Consultancy firm PwC, along with the Urban Land Institute (ULI), have published their most recent investment research findings and describe a 'post-pandemic leap in confidence'.
Commercial confidence in the property market is at its 'highest level since 2014', the report states, whilst also predicting 'profound changes' to the estate agency industry as a result of 'changing consumer demands, digitalisation and an ever-stronger ESG [Environmental, Social and Governance] agenda'.
Residential property ranks jointly with logistics as the top investments post-Covid, and 'green' energy infrastructure, 'life sciences and data centres' are, additionally, tipped to be increasingly sought-after.
“[A] need for organisational transformation embracing technology, skills and ESG [sustainability performance] is a key priority, according to 68% of estate agency leaders,” the article reads.
'Positivity, relief and short-term optimism' in the European property industry
Now in its 19th year, the Emerging Trends in Real Estate Europe report for 2022 considers the professional views of 844 property industry specialists, who largely found 'positive outlooks' had doubled in the past 12 months, 'reflecting a broad sense of relief and short-term optimism that the industry has remained resilient during the pandemic'.
But for the longer term, a widespread sense of uncertainty remains as industry professionals continue to 'come to terms with the radical changes to the business...brought about or accelerated by Covid-19'.

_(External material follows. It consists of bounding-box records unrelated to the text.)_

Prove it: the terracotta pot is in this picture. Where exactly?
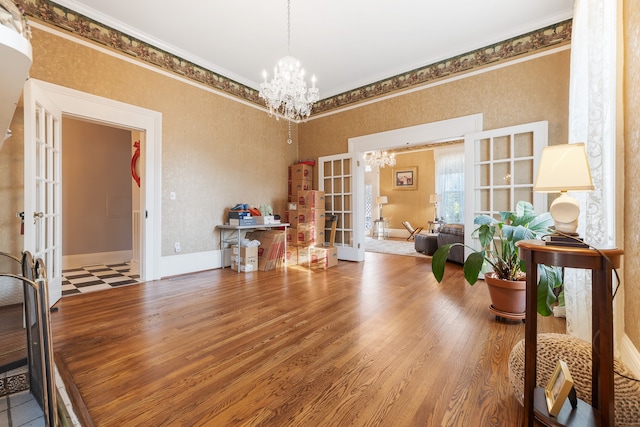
[484,273,527,318]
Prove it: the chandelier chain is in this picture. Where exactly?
[258,0,320,131]
[287,0,291,56]
[362,151,396,168]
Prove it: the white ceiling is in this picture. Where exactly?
[54,0,573,99]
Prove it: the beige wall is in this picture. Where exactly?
[621,0,640,349]
[380,150,435,230]
[299,50,570,229]
[62,118,132,255]
[0,29,297,256]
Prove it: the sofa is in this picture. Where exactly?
[414,224,464,264]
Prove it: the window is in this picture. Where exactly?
[433,144,464,223]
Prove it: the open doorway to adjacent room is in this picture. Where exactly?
[62,116,140,295]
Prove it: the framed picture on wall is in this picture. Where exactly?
[392,166,418,190]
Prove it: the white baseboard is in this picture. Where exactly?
[62,250,132,269]
[620,334,640,378]
[160,250,221,277]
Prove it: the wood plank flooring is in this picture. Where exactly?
[51,253,564,426]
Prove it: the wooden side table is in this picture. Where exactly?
[371,218,389,240]
[517,240,623,427]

'Strong investor demand' is reported for 2022, and the analysis quotes Urban Land Institute Europe's chief executive, Lisette van Doorn, as saying that the continent-wide property industry is 'coming to learn' that the end of the major public health crisis caused by Covid 'is not a straight line'.

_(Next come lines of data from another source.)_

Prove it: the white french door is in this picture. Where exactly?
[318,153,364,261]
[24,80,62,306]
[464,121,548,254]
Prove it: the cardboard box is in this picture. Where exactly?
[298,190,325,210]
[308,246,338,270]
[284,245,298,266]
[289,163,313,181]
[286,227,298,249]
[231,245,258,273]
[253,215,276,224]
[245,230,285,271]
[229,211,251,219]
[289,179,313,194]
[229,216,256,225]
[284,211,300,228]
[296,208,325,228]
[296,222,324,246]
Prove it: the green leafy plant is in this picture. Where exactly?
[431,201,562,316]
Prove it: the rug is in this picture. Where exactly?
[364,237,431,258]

“There is pent-up demand from which to benefit, but [the industry] also needs to get to grips with what 'restarting the economy' really means,” says the CEO.

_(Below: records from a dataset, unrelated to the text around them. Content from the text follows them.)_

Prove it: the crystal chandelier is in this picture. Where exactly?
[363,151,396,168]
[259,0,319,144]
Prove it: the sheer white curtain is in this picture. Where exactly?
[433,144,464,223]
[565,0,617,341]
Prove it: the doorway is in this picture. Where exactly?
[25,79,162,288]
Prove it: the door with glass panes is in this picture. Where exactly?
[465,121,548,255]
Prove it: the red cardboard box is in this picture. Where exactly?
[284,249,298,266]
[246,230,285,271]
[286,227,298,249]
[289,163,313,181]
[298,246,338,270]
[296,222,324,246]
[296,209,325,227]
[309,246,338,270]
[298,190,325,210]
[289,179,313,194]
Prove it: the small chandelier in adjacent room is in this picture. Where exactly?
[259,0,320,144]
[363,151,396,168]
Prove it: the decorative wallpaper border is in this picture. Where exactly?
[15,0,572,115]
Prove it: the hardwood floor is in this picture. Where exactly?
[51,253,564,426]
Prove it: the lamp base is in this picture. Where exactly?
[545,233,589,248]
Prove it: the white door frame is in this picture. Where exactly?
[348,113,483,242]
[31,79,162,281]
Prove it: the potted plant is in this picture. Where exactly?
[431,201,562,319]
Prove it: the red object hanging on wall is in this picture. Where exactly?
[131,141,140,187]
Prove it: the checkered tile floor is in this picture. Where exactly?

“The current uncertainties are reflected into quite strong sentiment swings while, at the same time, the industry is struggling to interpret the potential impact issues like supply-chain disruptions, surging energy costs and labour shortages will have...and how long these issues might last.”
Challenges the industry seeks to adapt to
PwC and the Urban Land Institute break down shorter-term uncertainties for business in general, and specifically for the property industry.
Online security is a concern for two-thirds of them, inflation for six in 10 surveyed and interest rates for 55%.
But the most pressing challenges perceived for the coming year are availability of suitable land and assets, for two-thirds; sustainability and decarbonisation or 'net zero' requirements, for 61%, and the biggest of all, availability of resources and the cost of construction, for 88%.
The latter is the most likely – although all have a potential – to affect keys-in-hand timescales and the price of new builds.
This is closely linked to Lisette von Doorn's 'supply-chain disruptions', as building materials have become harder to source and more expensive, affecting major civil engineering works as well as residential property construction.